Eve Macfarlane is a New Zealand rower. Described as a "natural rower", she went to the 2009 World Rowing Junior Championships within a few months of having taken up rowing and won a silver medal. She represented New Zealand at the 2012 Summer Olympics in London as the country's youngest Olympian at those games. She was the 2015 world champion in the women's double sculls with Zoe Stevenson. At the 2016 Summer Olympics, they came fourth in the semi-finals and thus missed the A final.
Micheen Barbara Thornycroft, is a Zimbabwean female rower. Born in Harare, she competed at the 2012 Summer Olympics and the 2016 Summer Olympics in the single scull events for the national team.
Madeleine Edmunds is an Australian rower.
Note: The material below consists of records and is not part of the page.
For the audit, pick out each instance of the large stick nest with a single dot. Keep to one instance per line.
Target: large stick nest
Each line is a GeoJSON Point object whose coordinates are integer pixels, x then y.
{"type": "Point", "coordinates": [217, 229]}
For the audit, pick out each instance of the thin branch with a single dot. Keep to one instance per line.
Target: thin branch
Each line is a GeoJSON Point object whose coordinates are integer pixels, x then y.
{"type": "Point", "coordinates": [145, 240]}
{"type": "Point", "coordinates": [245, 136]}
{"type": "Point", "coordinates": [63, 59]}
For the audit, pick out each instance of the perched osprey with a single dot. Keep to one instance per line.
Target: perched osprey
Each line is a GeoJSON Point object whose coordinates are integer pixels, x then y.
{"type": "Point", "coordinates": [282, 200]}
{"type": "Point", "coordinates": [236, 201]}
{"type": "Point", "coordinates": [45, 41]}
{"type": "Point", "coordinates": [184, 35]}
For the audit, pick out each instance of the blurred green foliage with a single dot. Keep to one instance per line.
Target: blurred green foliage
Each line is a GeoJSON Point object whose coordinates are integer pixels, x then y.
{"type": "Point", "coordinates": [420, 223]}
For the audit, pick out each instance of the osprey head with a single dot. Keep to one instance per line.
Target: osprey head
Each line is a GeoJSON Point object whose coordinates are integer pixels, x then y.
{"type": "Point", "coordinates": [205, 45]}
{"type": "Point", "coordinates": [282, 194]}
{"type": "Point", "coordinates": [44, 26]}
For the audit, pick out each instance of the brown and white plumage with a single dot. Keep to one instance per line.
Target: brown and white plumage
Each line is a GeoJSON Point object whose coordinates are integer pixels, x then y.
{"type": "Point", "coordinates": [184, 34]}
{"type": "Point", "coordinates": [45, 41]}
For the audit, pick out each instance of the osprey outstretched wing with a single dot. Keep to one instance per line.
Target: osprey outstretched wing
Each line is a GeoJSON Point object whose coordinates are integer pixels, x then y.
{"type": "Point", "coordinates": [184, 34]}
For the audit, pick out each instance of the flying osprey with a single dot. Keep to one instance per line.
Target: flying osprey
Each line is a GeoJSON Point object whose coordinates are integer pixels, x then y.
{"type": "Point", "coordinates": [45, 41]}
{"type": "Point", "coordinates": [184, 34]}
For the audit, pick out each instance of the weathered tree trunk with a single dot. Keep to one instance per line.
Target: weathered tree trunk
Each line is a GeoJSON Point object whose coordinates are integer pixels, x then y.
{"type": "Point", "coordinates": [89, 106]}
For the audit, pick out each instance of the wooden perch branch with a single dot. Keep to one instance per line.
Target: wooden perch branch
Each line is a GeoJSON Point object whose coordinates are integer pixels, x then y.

She is a five-time national champion and a 2016 Olympian.
Saiyidah Aisyah Mohamed Rafa’ee, commonly known as Aisyah, is a Singaporean rower. She placed 23rd in the women's single sculls event at the 2016 Summer Olympics, making her Singapore's first Olympic rower.
Brooke Francis is a New Zealand rower. She has twice won the world championship in the double scull alongside Olivia Loe, is the incumbent world champion, and won a silver medal in this class at the 2020 Tokyo Olympics with rowing partner Hannah Osborne, followed by a gold medal at the 2024 Paris Olympics with Lucy Spoors. As of 2021, she has won ten premier national rowing championships.
Amanda Bateman is an Australian representative rower. She is a national champion, has represented at underage and senior world championships and is a 2021 Tokyo Olympian where she competed in the Australian women's double-scull.
Hannah Osborne is a New Zealand rower. A member of the national squad, she qualified for the 2020 Summer Olympics. In a surprise move, she was selected in the double scull alongside Brooke Donoghue, displacing the reigning twice world champion Olivia Loe. Osborne and Donoghue raced to a silver medal in Tokyo.
Michelle Sechser is an American rower. She competed in the women's lightweight double sculls event at the 2020 Summer Olympics. She is set to compete at the 2024 Summer Olympics in the women's lightweight double sculls event.